Adams is bullish on the evolution of hearing health technology.
“Accessibility is at the heart of inclusive design,” he said of the possibilities of the future. “We’re on a journey to get all user experience teams at Intel to adopt inclusive design and research practices, along with building the operational support for these inclusive practices. The key question we’re asking is ‘Who can we exclude?’ ‘ and we ask it when research planning, when writing requirements, and even when we look at the composition of our teams. When we are intentional about accessibility and include people with disabilities as early as possible in the product design life, we create better products and services for everyone.”
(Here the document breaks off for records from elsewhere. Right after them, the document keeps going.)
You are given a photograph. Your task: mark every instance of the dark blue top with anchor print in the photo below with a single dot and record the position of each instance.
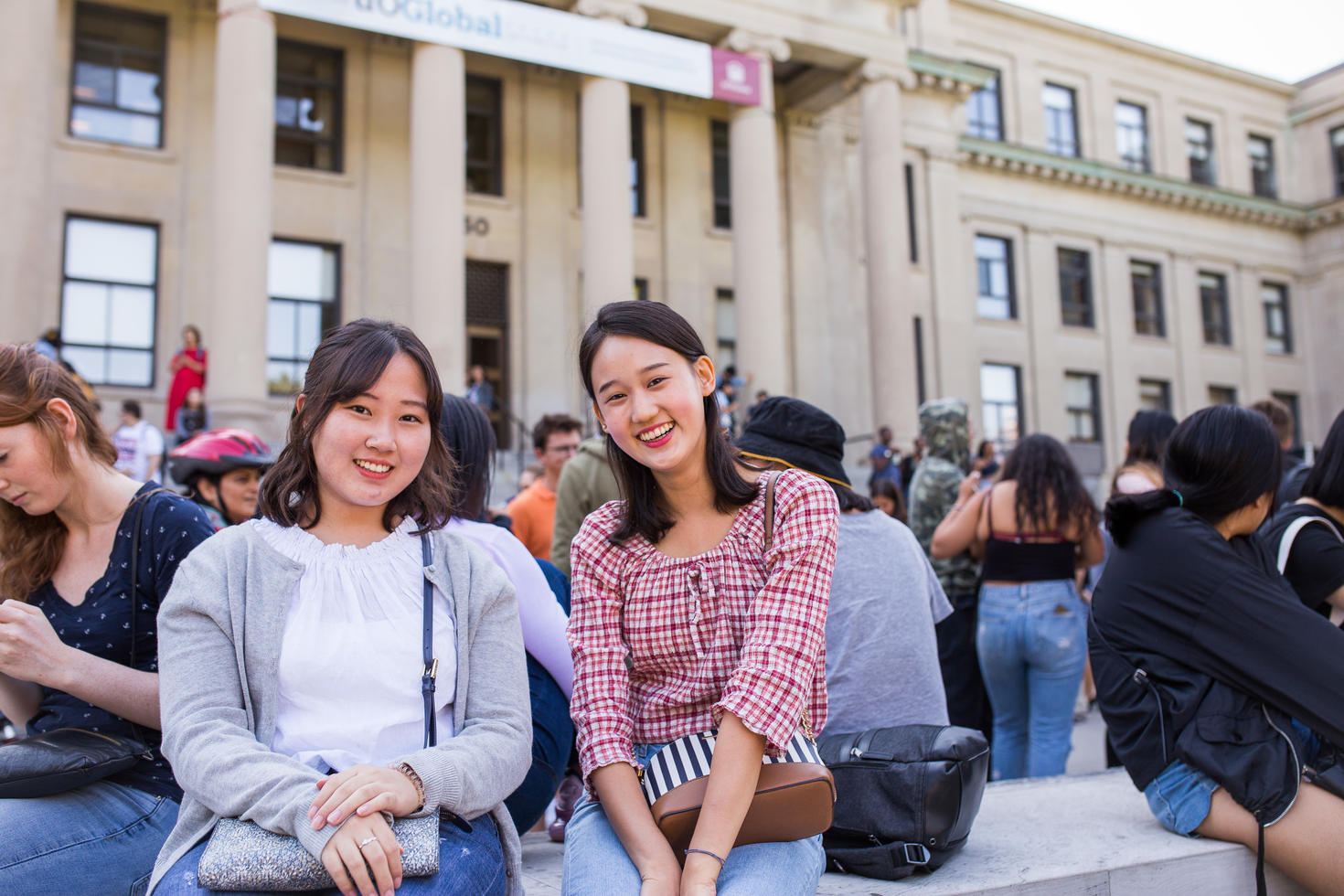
(171, 527)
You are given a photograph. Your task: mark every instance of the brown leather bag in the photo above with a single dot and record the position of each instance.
(795, 795)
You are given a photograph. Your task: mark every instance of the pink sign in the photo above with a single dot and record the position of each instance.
(737, 78)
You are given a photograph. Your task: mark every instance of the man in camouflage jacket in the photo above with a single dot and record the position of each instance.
(946, 432)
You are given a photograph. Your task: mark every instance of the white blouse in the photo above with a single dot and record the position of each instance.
(351, 656)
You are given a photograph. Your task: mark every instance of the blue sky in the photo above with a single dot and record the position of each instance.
(1285, 39)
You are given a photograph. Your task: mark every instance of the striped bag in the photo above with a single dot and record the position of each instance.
(794, 799)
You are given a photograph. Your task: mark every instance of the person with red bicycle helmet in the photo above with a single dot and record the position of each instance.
(222, 472)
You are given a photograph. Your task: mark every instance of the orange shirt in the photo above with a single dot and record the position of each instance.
(534, 518)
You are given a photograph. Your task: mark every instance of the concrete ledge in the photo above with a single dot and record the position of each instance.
(1087, 835)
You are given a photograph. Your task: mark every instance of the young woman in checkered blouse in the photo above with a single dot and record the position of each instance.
(682, 624)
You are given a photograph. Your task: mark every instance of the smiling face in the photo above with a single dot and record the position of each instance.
(651, 400)
(27, 477)
(372, 446)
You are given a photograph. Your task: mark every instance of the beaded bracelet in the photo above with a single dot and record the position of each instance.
(706, 852)
(415, 779)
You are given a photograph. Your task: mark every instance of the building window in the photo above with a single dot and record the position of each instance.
(1075, 288)
(1261, 151)
(309, 98)
(484, 140)
(108, 300)
(1278, 323)
(303, 281)
(722, 183)
(1146, 281)
(1132, 136)
(116, 85)
(994, 272)
(637, 162)
(986, 112)
(1000, 400)
(1083, 404)
(910, 212)
(1212, 303)
(1155, 395)
(1061, 120)
(1338, 155)
(1199, 146)
(726, 326)
(1289, 400)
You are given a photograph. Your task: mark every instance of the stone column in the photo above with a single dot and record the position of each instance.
(887, 243)
(28, 240)
(757, 242)
(438, 185)
(605, 174)
(245, 143)
(952, 369)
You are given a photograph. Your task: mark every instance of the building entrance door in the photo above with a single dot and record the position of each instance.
(486, 338)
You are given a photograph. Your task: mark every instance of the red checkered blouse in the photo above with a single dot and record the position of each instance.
(664, 645)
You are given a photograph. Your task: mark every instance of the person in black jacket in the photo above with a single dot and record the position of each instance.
(1204, 657)
(1313, 560)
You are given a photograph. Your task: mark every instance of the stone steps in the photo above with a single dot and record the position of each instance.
(1083, 835)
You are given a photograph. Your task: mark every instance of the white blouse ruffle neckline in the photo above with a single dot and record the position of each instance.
(349, 664)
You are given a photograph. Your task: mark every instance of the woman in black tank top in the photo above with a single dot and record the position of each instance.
(1031, 635)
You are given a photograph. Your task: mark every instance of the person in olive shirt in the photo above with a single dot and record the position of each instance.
(945, 432)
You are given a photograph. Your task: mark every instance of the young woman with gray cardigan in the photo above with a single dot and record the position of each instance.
(291, 646)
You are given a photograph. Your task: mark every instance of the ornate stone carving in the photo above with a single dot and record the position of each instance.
(752, 42)
(620, 11)
(883, 70)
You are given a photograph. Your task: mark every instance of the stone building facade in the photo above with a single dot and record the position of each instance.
(932, 197)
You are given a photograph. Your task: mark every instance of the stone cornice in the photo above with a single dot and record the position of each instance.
(750, 42)
(620, 11)
(1112, 179)
(951, 76)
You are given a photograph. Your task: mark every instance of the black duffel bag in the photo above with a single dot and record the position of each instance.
(905, 797)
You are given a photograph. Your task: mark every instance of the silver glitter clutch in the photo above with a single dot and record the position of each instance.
(243, 856)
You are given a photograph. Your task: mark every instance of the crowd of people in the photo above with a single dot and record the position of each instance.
(339, 637)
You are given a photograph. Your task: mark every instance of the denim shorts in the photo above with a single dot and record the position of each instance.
(1180, 798)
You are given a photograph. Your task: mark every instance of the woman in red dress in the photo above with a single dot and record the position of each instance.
(188, 371)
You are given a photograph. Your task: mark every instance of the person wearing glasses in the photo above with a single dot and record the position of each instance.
(555, 438)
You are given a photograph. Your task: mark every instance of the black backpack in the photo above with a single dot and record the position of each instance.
(905, 797)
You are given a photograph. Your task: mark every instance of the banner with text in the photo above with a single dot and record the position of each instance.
(551, 37)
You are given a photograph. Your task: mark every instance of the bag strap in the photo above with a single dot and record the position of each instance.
(1285, 544)
(768, 539)
(431, 672)
(142, 501)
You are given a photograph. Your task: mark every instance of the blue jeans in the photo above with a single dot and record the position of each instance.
(595, 863)
(469, 864)
(1180, 798)
(552, 739)
(99, 838)
(1032, 645)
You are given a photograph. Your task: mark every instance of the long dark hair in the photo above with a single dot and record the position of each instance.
(471, 441)
(1326, 481)
(644, 515)
(28, 380)
(1218, 461)
(1050, 492)
(348, 361)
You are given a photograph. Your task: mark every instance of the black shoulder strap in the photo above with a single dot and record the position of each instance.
(142, 501)
(431, 672)
(769, 511)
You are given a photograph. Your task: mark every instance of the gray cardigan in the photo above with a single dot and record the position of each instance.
(219, 638)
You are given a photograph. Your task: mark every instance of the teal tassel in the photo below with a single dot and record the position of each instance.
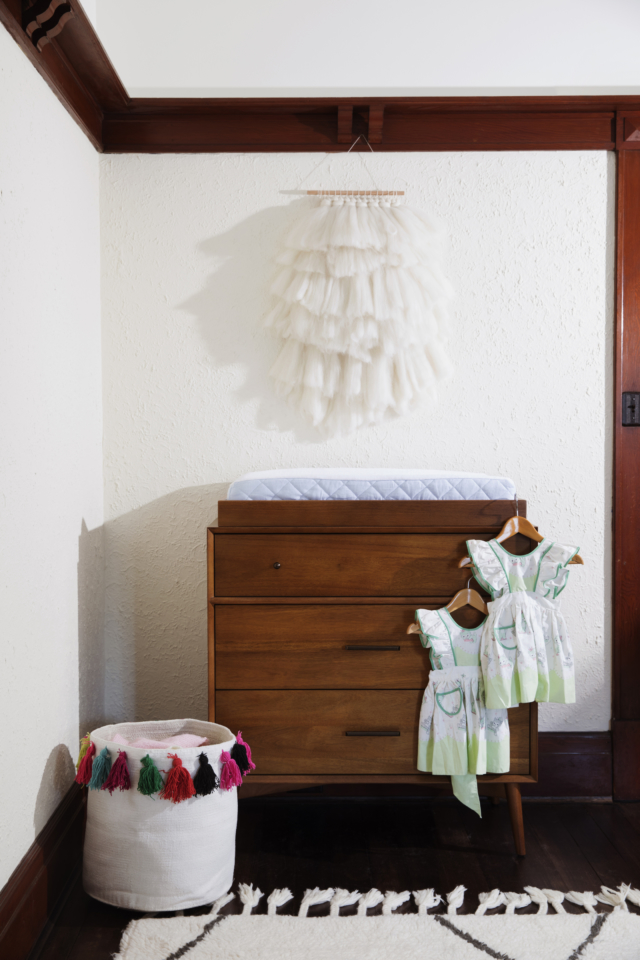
(150, 780)
(101, 770)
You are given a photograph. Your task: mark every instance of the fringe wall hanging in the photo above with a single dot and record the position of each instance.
(362, 309)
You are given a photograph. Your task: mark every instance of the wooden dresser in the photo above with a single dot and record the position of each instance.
(309, 602)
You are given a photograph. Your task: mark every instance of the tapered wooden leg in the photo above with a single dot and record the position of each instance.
(514, 800)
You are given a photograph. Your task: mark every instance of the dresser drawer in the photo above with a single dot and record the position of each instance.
(339, 565)
(318, 647)
(305, 731)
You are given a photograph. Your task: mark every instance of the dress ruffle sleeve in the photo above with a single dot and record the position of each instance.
(487, 568)
(554, 573)
(434, 635)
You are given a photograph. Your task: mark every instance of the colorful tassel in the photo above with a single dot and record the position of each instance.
(205, 780)
(118, 778)
(83, 775)
(179, 785)
(84, 746)
(230, 775)
(241, 753)
(150, 780)
(100, 771)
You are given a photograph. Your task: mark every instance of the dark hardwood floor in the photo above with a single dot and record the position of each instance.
(392, 844)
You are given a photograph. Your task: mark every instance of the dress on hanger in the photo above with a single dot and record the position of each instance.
(525, 651)
(458, 736)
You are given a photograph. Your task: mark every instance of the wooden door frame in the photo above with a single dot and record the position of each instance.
(64, 48)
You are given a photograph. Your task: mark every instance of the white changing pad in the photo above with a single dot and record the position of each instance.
(341, 483)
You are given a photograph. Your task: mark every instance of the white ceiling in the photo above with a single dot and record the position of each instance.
(378, 47)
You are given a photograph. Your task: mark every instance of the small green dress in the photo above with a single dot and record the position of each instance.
(525, 651)
(458, 734)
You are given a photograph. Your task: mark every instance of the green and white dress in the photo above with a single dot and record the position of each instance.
(525, 651)
(458, 735)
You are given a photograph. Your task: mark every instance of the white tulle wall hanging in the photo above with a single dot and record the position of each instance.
(362, 310)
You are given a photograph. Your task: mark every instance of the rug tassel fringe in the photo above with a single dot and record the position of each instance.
(312, 897)
(342, 898)
(370, 899)
(393, 900)
(278, 898)
(615, 898)
(455, 899)
(220, 903)
(488, 901)
(585, 899)
(515, 901)
(426, 900)
(249, 897)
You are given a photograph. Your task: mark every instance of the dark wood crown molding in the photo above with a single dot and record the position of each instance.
(60, 41)
(77, 68)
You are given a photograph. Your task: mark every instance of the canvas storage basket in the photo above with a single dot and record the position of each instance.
(146, 853)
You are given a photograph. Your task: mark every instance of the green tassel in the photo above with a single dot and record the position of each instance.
(101, 770)
(150, 780)
(84, 746)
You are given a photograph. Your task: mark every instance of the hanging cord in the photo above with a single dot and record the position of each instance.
(326, 157)
(361, 158)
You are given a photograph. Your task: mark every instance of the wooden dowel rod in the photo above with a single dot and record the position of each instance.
(355, 193)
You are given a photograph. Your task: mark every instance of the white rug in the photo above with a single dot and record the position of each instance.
(613, 934)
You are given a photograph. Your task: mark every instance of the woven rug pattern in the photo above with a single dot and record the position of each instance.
(604, 929)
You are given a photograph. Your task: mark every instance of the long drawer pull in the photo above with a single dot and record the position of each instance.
(373, 733)
(370, 646)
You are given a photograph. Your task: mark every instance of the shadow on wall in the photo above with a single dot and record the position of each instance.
(91, 660)
(57, 776)
(155, 641)
(232, 306)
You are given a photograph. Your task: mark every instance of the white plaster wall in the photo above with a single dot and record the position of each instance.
(50, 449)
(187, 243)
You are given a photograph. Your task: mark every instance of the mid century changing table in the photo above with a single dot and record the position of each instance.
(309, 602)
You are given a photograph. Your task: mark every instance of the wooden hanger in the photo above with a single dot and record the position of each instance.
(521, 525)
(463, 598)
(467, 598)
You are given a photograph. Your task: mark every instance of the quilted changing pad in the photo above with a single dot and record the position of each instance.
(339, 483)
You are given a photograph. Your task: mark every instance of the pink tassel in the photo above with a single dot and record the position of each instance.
(230, 775)
(118, 778)
(178, 785)
(244, 744)
(86, 766)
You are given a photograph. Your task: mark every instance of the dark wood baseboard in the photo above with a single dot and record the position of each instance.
(572, 765)
(42, 877)
(626, 764)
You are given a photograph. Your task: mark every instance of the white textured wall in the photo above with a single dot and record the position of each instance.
(187, 242)
(50, 449)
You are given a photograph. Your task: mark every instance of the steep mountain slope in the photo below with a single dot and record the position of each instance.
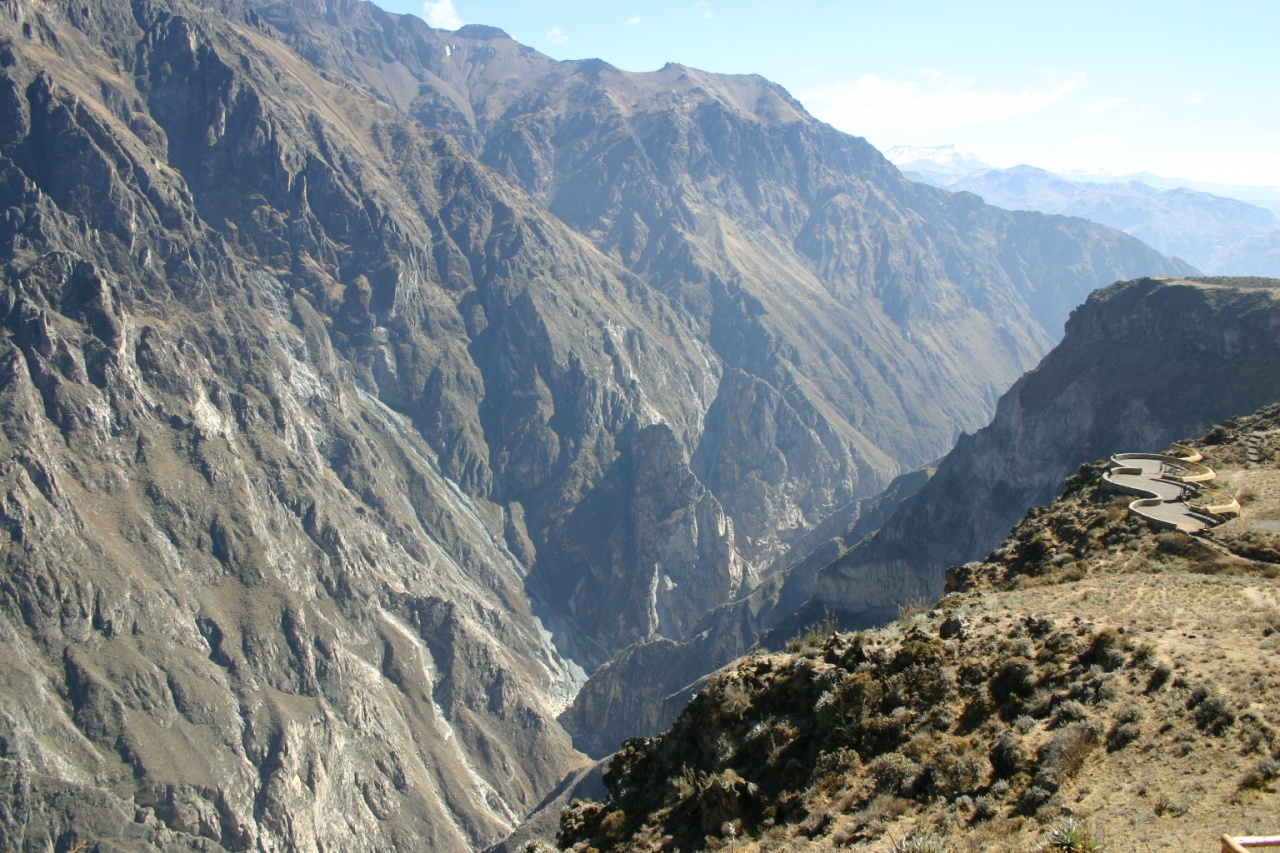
(333, 461)
(1141, 364)
(1096, 685)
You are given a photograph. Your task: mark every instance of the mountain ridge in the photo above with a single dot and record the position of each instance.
(333, 461)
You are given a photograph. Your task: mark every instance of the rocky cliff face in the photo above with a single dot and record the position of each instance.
(1142, 364)
(333, 460)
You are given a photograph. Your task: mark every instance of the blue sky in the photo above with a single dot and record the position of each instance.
(1179, 89)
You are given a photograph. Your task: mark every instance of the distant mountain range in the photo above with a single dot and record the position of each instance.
(1220, 228)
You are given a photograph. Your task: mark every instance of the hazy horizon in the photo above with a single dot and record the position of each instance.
(1082, 86)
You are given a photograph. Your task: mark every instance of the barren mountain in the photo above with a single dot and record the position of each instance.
(1142, 363)
(1096, 684)
(1221, 236)
(339, 447)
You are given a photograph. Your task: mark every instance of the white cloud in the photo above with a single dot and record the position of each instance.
(929, 103)
(440, 14)
(1105, 104)
(1091, 146)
Intel’s relentlessness in the accessibility realm has not gone unnoticed internally. Adams told me that feedback on this week’s announcement, and all others regarding accessibility, is always “very positive.” He added that Intel is making “a concerted effort” to include the perspective of employees when starting these projects — particularly with the Intel Disability and Accessibility Network’s resource group for employees with disabilities.
Gelsinger also likes to give his input, sitting on top of the highest perch.
“I love testing our latest technologies—especially at our Intel On events, like Vision and Innovation, he said. “It’s such a blessing to hear firsthand how these technologies come to life around the change the world.”
More info on Intel accessibility can be seen on its accessibility page.